A related question that remains largely unanswered, but which is potentially important for understanding observed patterns in intra- and interspecific variation in seasonal metabolic adjustments, concerns the extent to which seasonal changes within populations are flexible and are modulated by environmental conditions. Data for several north-temperate species reveal that M sum closely tracks short-term fluctuations in temperature, suggesting a proximate influence of temperature (Swanson and Olmstead 1999; Petit and Vezina 2014). But the intraspecific variation in seasonal BMR adjustments highlighted in the preceding paragraph raises the possibility that not just the magnitude but also the direction of seasonal metabolic adjustments may vary among seasons. For instance, Smit and McKechnie (2010) observed a winter reduction of 17 % in the mass-specific BMR of White-browed Sparrow-weavers at a site in the Kalahari Desert. However, more recent data for the same species provide a different picture, with three populations increasing BMR during winter, with a 45 % winter increase in mass-specific BMR in another Kalahari Desert population (Noakes and McKechnie, unpublished data). Smit and McKechnie’s (2010) winter data were collected following a relatively dry rainy season, whereas the more recent unpublished winter data were collected following a summer with above-average rainfall. These contrasting results within a species raise questions about environmental drivers of seasonal metabolic adjustments (Swanson and Olmstead 1999), and it may be that the direction of seasonal changes within populations are modulated by year-to-year differences in temperature and/or food availability. The functional significance of these variable adjustments may reflect the continuum from energy conservation to enhanced cold tolerance proposed by Smit and McKechnie (2010), a possibility that can be evaluated by examining correlations between metabolic adjustments and temporal variation in temperature and food availability. Moreover, birds are not the only endotherms in which the direction and/or magnitude of seasonal metabolic adjustments appears to vary widely within species at subtropical latitudes. Two populations of Wahlberg’s Epauletted Fruit Bats (Epomophorus wahlbergi) from South Africa showed seasonal changes in BMR in opposite directions, with one population decreasing whole-animal BMR by 16–25 % but another increasing it by 40 % (Minnaar et al. 2014; Downs et al. 2012).

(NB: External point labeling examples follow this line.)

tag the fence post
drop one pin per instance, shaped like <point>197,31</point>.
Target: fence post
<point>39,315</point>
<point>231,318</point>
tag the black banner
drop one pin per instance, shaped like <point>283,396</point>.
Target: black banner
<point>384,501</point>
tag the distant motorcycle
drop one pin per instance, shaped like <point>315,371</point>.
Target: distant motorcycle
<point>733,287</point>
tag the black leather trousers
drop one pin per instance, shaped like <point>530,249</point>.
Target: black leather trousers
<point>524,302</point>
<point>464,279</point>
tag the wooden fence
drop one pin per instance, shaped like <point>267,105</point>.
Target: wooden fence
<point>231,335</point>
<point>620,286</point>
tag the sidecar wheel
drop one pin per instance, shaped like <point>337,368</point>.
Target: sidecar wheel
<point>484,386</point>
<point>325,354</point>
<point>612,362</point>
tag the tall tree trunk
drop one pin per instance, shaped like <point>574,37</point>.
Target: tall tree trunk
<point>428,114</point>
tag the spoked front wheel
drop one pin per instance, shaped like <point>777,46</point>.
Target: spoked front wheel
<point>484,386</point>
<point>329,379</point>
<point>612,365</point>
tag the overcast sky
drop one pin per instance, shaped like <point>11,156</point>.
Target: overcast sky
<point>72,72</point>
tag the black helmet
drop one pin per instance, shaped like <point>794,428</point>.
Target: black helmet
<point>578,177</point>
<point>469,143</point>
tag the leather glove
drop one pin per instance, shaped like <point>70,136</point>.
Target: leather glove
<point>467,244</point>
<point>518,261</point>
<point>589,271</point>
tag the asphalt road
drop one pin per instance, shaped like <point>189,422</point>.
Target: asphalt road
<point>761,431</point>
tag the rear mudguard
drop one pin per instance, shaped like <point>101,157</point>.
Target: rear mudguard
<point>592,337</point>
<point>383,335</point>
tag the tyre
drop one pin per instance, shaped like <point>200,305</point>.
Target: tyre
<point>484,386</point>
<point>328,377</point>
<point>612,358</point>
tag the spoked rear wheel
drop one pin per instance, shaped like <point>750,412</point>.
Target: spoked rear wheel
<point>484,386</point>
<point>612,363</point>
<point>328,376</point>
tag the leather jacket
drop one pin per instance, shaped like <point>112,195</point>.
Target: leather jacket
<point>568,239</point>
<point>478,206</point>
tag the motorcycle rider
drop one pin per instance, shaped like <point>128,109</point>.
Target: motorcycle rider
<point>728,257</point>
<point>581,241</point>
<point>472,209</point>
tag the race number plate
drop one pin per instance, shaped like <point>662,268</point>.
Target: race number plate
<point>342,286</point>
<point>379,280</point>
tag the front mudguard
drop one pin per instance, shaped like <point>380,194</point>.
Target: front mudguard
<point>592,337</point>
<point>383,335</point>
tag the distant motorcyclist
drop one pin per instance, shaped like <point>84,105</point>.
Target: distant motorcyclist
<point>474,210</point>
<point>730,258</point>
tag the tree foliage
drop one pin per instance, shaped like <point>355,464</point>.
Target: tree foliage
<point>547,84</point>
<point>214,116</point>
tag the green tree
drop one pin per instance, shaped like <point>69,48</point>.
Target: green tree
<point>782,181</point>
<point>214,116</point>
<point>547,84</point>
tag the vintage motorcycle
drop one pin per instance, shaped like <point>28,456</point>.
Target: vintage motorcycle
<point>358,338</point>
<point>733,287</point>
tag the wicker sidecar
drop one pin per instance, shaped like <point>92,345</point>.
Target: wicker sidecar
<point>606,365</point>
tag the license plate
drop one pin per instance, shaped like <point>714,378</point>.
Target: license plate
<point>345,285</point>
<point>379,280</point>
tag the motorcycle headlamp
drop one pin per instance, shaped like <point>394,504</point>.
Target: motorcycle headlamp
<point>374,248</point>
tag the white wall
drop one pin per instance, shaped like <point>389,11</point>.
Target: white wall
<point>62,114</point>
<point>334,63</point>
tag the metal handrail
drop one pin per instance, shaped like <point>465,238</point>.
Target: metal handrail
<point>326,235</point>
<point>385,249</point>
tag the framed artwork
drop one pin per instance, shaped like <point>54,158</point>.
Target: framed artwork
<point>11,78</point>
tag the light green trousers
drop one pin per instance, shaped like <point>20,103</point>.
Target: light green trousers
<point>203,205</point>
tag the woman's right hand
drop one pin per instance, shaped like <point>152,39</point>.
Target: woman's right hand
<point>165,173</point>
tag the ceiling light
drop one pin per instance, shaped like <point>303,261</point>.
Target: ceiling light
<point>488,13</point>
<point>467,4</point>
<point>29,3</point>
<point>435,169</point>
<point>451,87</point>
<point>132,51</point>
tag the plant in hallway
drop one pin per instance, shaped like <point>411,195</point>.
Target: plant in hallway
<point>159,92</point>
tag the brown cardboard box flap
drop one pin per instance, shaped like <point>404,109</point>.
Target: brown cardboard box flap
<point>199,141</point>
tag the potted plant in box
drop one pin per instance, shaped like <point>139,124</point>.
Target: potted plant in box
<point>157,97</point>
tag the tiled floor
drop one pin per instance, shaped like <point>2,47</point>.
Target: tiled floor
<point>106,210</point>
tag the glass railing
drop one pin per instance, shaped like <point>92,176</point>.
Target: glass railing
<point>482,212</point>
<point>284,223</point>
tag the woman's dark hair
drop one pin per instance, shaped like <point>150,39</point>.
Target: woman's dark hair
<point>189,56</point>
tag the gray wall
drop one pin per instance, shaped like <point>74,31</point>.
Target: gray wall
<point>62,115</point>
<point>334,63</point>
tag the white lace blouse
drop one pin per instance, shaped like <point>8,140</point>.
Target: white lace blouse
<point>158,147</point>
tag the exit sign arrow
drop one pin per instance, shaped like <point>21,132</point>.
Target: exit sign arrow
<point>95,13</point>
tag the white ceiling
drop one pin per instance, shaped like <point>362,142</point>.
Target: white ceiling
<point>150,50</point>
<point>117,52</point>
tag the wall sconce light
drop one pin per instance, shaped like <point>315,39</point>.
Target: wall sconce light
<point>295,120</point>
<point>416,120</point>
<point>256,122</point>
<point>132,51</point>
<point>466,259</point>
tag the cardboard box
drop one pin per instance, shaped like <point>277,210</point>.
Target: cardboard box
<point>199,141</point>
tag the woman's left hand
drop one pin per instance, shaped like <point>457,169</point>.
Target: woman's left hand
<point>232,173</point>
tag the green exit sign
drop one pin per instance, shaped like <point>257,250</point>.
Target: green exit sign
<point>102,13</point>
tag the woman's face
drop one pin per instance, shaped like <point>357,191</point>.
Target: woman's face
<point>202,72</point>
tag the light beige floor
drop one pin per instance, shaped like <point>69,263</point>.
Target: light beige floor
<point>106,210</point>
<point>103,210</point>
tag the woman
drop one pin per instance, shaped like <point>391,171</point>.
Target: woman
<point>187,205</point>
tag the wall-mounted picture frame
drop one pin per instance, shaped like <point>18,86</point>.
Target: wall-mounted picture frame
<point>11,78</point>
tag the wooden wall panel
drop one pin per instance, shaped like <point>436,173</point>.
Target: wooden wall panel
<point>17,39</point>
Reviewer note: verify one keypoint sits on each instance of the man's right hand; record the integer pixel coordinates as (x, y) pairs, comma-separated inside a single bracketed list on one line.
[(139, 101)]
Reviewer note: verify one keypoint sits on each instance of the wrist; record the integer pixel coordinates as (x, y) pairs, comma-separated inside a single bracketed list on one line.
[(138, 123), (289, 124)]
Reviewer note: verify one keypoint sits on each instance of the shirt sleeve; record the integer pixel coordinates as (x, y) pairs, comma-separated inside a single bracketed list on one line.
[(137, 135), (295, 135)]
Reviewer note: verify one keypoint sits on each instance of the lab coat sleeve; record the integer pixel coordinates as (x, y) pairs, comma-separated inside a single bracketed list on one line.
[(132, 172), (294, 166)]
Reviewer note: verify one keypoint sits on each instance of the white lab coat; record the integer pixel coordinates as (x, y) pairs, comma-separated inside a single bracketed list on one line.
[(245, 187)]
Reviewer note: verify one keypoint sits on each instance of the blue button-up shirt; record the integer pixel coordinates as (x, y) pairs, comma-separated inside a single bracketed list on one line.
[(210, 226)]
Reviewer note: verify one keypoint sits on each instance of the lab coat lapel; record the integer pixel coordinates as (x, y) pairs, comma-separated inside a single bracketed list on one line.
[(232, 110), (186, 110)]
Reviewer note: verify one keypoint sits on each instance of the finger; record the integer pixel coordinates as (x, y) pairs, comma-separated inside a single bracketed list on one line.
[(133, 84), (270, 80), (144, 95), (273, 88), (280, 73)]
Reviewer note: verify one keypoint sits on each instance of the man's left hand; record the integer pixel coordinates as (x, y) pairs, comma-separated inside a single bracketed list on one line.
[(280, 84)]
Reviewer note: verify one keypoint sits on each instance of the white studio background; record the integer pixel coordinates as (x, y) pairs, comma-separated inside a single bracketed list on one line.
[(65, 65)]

In conclusion, the analyses presented here reveal that global patterns of variation in seasonal adjustments of avian resting metabolic rates are more complex than the linear relationships with latitude and temperature reported by Smit and McKechnie (2010), reflecting several recent studies showing winter increases in BMR among species from subtropical regions. Seasonal changes in BMR are more variable in subtropical latitudes compared to temperate latitudes. Far less information is available for M sum, particularly in tropical and subtropical species, but the few data that are available suggest that winter adjustments in this variable are strongly linked to temperature, with winter decreases or smaller increases in tropical and subtropical specues compared to those observed in species from higher latitudes. Our study also highlights the almost complete lack of data on seasonal adjustments for species from the tropics, where most avian diversity occurs; although the number of tropical species for which BMR measurements exist is rapidly increasing (Wiersma et al. 2007b; Londoño et al. in press), none of these studies involved measurements across seasons. In the case of seasonal adjustments in M sum, the data available for tropical species are currently limited to seven species (Wells and Schaeffer 2012).